En la escuela no solo se educa en hábitos saludables y nutritivos, sino que el alumnado recibe al menos 1-2 comidas al día (desayuno y almuerzo) y se realiza seguimiento del estado nutricional y desparasitación que en parte frena la desnutrición infantil crónica, por lo que se ha incrementado la desnutrición infantil durante el cierre de las escuelas.

El confinamiento ha incrementado los casos de maltrato, violencia y abusos sexuales contra niñas y adolescentes a la vez que las vías de denuncia, atención jurídica y social se han visto ralentizadas.  Derivados del aumento de la pobreza, se ha incrementado el número de embarazos adolescentes, matrimonios infantiles forzados, y prácticas nocivas entre niñas y adolescentes.

“Cuando empezó la pandemia hubo mucha confusión porque nos llamaron a la asamblea y nos dijeron que al día siguiente deberíamos ir a casa. Cuando cerraron los colegios muchos de los jóvenes empezaron a consumir drogas, otras se casaron precozmente y hubo más embarazos entre adolescentes. También, la falta de materiales de lectura y la falta de acompañamiento por parte del profesorado ha rebajado el nivel educativo. Las niñas y adolescentes se han enfrentado a varios problemas como el acoso sexual, abuso sexual por parte de sus familiares y matrimonios forzados”.

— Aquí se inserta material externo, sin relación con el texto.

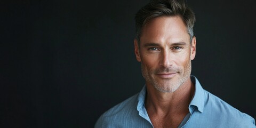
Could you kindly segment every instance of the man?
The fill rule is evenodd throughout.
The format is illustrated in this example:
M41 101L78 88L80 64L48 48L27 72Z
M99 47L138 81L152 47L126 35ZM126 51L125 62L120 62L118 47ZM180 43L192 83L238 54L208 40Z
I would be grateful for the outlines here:
M146 85L105 113L95 127L255 127L254 118L190 76L195 17L183 2L151 1L135 20L135 54Z

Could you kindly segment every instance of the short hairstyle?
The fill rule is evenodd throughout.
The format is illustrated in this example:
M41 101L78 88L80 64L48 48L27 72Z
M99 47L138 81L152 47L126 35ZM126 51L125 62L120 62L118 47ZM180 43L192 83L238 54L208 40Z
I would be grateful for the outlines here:
M186 26L190 43L194 36L193 27L196 21L195 13L183 1L153 0L136 13L136 39L140 43L143 27L152 19L161 16L180 16Z

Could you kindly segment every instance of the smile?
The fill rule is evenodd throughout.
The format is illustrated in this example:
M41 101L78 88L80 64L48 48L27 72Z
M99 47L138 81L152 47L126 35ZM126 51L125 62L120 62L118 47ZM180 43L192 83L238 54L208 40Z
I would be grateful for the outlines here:
M156 74L156 75L163 78L170 78L173 77L177 73L161 73L161 74Z

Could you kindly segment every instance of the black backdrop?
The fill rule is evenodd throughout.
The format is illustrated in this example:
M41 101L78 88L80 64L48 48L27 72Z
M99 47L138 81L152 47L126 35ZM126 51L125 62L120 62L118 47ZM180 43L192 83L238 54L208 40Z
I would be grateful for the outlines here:
M2 1L1 127L93 127L144 84L134 16L147 1ZM256 117L254 0L187 1L192 74Z

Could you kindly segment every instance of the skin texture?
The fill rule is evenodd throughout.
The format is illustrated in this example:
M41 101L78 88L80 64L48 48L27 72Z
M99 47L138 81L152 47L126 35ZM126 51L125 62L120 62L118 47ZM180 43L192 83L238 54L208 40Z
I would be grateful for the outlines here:
M177 127L189 112L196 44L195 37L191 43L189 37L179 16L160 17L143 28L140 46L134 39L147 86L146 107L155 127Z

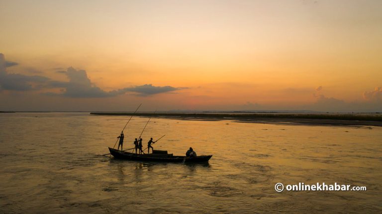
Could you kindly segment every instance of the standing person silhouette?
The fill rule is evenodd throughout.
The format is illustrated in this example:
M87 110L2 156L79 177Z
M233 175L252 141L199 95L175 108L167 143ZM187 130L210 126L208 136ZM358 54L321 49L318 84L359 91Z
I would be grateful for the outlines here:
M139 143L138 145L138 147L139 148L139 153L142 154L143 153L143 150L142 150L142 139L140 138L139 141Z
M137 151L138 150L138 139L136 138L135 141L134 142L134 144L135 145L135 154L137 154Z
M123 132L122 132L121 133L121 135L118 137L117 137L117 138L119 139L119 143L118 143L118 149L117 150L119 149L119 146L120 145L121 151L122 151L122 150L123 150L123 149L122 148L122 147L123 146L123 139L125 138L125 136L124 135L123 135Z
M156 141L155 142L153 141L153 138L150 138L150 141L149 141L149 142L147 142L147 148L149 148L149 151L148 152L149 154L150 154L150 148L151 148L152 149L153 151L154 151L154 148L153 148L153 146L151 146L151 143L155 143L155 142L156 142Z

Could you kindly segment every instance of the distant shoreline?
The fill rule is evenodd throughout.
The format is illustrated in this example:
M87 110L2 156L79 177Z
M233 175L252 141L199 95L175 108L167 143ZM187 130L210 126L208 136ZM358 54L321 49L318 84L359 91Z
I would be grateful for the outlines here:
M242 123L295 125L382 127L382 114L334 113L91 112L93 115L134 116L179 120L233 120Z

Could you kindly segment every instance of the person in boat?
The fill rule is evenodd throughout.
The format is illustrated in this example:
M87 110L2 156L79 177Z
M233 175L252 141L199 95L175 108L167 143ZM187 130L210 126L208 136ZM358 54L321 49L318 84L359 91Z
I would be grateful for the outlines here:
M138 150L138 139L135 139L135 141L134 142L134 145L135 146L135 154L137 154L137 151ZM134 152L134 151L133 151Z
M186 152L186 156L188 157L196 157L196 152L192 149L191 147Z
M143 153L143 150L142 150L142 140L141 138L140 138L139 139L139 141L138 141L139 143L138 143L138 148L139 148L139 153L140 154L142 154L142 153Z
M148 142L147 142L147 148L149 148L149 151L148 151L148 153L150 154L150 148L151 148L153 151L154 151L154 148L153 148L153 146L151 146L151 143L155 143L156 142L153 141L153 138L151 138L150 139L150 141L149 141Z
M122 132L121 133L121 135L117 137L117 138L119 139L119 143L118 143L118 150L119 149L119 146L121 146L121 150L123 150L123 139L125 138L124 135L123 135L123 132Z

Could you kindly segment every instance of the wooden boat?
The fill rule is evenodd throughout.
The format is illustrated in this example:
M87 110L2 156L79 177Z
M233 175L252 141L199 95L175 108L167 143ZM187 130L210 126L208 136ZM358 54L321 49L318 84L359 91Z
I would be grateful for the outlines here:
M110 153L115 158L141 161L156 161L181 163L199 163L208 162L212 155L200 155L196 157L176 156L168 154L167 151L154 150L152 154L135 154L109 147Z

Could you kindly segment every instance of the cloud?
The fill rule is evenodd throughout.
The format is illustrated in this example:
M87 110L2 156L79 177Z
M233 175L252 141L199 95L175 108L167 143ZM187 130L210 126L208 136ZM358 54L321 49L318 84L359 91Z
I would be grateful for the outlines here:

Zaida, 19 años – Isla de Mfangano

 

Una de las consecuencias más claras de la pandemia ha sido la reducción de inversión pública en educación, derivada al sector sanitario, suponiendo menos inversión en programas complementarios de educación formal. Entre otros efectos, también se ha agudizado la brecha digital basada en género durante el último año. En este contexto, potenciar el ODS 4 sigue siendo un reto importante, pero que SED continúa asumiendo con esfuerzo, ilusión y esperanza.